The church -- officially Shanghai's Russian Orthodox cathedral -- has not hosted religious activities since 1962, according to Chinese academics. It is now used as an art gallery, having once been a machine shop.
Communist-ruled China exercises strict control over religion, requiring followers to worship in state-approved churches.
The Russian Orthodox faith is not among China's five officially-recognised religions, but the government allows followers to gather at the Russian Consulate in Shanghai for worship.
The worshippers at Wednesday's service, largely foreigners from eastern Europe, said they hoped for the return of the church, or at least greater access.
"There is hope," said Russian student Ira Pererva. "It was talked about at the highest levels but there is no result." Shanghai restored the church in the former French concession in 1988, but in the process destroyed the gold Cyrillic writing and religious icons on the walls, preservationists say.
"Before, it was terrible," said another worshipper, a Ukrainian resident of Shanghai who asked not to be named. "We always hope it can be returned." But the Shanghai city government fears agreeing to the request could encourage other claims for religious property, according to a diplomatic source. Shanghai's Jewish community has also sought greater use of remaining synagogues.

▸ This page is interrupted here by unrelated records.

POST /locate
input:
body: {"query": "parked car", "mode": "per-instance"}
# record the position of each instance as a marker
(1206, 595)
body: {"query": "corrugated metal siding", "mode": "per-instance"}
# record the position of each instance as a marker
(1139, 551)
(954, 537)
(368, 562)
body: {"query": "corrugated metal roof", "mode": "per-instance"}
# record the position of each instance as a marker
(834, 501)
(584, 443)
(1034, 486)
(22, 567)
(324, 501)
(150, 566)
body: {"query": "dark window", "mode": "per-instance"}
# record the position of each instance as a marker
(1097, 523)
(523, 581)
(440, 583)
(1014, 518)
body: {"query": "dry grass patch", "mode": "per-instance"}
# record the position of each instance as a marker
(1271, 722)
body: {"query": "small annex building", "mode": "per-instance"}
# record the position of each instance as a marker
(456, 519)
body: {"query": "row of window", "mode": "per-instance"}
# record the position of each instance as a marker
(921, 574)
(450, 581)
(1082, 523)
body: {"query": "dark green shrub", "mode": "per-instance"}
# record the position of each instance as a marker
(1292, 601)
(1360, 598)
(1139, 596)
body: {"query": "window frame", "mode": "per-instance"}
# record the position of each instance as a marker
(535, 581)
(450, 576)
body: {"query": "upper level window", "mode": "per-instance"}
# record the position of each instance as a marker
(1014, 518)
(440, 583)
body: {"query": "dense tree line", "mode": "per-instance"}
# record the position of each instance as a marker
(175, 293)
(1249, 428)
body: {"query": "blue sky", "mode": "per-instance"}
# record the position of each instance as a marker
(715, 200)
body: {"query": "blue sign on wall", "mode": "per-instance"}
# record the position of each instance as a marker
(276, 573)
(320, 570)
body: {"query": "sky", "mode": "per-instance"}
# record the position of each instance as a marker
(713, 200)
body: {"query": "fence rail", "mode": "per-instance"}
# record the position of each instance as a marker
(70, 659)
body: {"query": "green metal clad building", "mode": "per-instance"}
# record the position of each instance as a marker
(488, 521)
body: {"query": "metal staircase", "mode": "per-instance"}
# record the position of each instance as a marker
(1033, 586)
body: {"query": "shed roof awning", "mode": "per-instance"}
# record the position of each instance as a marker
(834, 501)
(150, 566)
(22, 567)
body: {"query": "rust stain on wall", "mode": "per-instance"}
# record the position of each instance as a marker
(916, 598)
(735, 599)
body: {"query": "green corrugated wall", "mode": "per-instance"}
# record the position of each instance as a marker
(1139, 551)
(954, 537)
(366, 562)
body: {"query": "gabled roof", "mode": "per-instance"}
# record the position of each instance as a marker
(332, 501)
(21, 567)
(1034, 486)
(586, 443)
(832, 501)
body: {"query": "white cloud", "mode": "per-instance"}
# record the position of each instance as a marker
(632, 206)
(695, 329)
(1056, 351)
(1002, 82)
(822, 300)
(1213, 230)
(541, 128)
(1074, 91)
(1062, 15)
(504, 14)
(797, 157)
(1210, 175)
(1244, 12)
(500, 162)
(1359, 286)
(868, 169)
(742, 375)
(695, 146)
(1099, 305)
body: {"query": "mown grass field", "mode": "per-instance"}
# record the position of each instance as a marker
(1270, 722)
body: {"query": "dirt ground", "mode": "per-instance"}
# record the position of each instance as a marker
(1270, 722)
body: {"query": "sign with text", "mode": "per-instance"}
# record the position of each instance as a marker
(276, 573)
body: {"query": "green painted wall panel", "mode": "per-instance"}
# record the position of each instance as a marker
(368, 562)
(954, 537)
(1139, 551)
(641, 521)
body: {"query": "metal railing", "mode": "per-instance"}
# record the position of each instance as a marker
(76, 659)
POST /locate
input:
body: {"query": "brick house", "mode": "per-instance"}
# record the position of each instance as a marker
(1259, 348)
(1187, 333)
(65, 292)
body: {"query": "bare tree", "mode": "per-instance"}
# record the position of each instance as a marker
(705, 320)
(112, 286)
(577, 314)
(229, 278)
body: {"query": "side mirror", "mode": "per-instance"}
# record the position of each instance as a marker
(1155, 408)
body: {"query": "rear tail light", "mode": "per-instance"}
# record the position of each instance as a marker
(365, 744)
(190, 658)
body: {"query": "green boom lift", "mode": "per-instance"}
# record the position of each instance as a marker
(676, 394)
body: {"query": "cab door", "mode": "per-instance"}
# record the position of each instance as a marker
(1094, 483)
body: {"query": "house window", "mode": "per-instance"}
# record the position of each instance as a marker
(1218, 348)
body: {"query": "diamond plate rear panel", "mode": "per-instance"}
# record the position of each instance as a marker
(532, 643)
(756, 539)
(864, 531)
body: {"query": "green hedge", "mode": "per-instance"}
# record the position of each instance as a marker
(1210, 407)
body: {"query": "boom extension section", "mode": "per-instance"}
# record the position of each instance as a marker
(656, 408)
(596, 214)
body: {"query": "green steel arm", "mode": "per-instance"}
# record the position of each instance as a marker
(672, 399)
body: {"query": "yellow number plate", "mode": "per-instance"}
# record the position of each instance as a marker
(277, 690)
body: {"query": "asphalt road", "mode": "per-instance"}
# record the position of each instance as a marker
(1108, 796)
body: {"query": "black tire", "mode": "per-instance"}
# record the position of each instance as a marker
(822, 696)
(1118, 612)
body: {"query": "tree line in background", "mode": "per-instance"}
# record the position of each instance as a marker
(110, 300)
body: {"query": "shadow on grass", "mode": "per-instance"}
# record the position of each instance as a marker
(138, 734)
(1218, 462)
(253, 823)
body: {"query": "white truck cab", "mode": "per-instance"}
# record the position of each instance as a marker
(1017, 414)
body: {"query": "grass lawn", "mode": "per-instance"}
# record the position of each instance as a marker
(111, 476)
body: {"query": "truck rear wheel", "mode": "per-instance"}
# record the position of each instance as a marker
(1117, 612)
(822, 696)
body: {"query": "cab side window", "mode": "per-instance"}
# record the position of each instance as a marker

The Shanghai government has occasionally let worshippers attend another, smaller Russian Orthodox church, St. Nicholas, which was used as a restaurant and bar in the late 1990s.
Once bitter foes during the Cold War, Russia and China have increased cooperation in recent years to counterbalance US global dominance.
Church members said Shanghai gave permission for the service after lengthy negotiations brokered by the Russian government in the months before the Patriarch's trip The ultra-conservative Patriarch Kirill is a close ally of Russian President Vladimir Putin.
"I am confident that the participation of the Russian Orthodox Church in the Russian-Chinese relations will promote the cordiality of these relations, their sincerity and genuine friendship," the Patriarch said on Sunday.
During his China visit, Kirill held a service at the Russian Embassy in Beijing and travelled to the northeastern city of Harbin, which also had a large Russian population before the Chinese Communists took power in 1949.